Non solo: Mosca può proseguire quel dialogo con Ankara sulla Siria che oggi, dopo la rottura con gli americani, le è più necessario che mai. Probabile che si sia parlato anche del destino di Aleppo, da tempo la preda più ambita da Ankara, che dopo l’accordo potrebbe lasciare la presa (parte dei miliziani assediati fanno riferimento alla Turchia).
L’accordo potrebbe avere come conseguenza indiretta una maggiore stabilizzazione della zona caucasica, da sempre preda di turbolenze anche a causa delle controversie sul petrolio russo che ha nella zona una via privilegiata di transito. Se prima era solo Mosca a essere interessata alla stabilità della regione, da oggi lo è anche la Turchia. C’è differenza.

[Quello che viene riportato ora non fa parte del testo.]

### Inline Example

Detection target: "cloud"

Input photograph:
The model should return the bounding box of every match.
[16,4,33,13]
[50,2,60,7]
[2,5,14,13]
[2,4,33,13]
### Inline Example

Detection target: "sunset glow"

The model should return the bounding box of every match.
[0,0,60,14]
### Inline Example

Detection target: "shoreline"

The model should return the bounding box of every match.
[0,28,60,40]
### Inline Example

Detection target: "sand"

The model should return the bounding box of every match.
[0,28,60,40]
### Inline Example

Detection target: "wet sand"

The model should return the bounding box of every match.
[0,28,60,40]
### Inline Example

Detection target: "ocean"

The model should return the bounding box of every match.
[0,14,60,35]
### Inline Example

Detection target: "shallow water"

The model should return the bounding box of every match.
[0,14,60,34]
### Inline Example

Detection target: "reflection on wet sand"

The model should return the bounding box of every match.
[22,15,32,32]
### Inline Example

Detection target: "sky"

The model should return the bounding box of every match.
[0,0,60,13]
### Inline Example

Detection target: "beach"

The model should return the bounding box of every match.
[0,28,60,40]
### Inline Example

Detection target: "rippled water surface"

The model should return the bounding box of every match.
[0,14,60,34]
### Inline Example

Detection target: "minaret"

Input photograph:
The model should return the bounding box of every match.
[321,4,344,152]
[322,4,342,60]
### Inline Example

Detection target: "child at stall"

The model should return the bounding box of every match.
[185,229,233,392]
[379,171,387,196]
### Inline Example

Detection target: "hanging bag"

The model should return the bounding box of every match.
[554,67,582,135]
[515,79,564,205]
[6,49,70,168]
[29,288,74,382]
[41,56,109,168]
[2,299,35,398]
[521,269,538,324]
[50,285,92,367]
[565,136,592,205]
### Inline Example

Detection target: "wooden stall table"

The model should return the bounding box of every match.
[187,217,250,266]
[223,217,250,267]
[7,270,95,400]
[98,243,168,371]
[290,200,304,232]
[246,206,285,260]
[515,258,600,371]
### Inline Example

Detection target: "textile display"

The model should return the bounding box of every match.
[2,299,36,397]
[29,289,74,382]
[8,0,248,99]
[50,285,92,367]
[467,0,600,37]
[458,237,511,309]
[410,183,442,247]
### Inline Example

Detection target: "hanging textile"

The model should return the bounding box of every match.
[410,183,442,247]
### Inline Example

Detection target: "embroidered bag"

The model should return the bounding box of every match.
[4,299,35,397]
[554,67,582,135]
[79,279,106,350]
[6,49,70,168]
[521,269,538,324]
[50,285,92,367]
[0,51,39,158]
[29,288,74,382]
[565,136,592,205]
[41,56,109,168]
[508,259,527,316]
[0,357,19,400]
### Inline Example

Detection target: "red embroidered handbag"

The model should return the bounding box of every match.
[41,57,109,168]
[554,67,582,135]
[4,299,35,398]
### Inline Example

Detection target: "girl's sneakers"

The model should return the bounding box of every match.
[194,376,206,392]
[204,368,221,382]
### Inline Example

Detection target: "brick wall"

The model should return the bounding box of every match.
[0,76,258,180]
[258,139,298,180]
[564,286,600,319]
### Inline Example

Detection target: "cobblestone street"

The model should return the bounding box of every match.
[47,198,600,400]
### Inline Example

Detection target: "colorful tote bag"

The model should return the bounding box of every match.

Perdono gli americani, sempre più distanti dai loro antichi alleati anatolici, i quali ormai vivono di vita propria.
Ma perdono anche i curdi, ai quali non sembra aver giovato l’ambigua condotta nella guerra siriana: il loro obiettivo di dar vita a uno Stato li ha portati a fare e disfare alleanze con tutti gli attori del conflitto (Isis compreso, anche se in maniera tacita e indiretta). Cosa che li rende inaffidabili o pedine momentanee e sacrificabili di un gioco più grande. Non aiuta un movimento che pure ha delle istanze alte.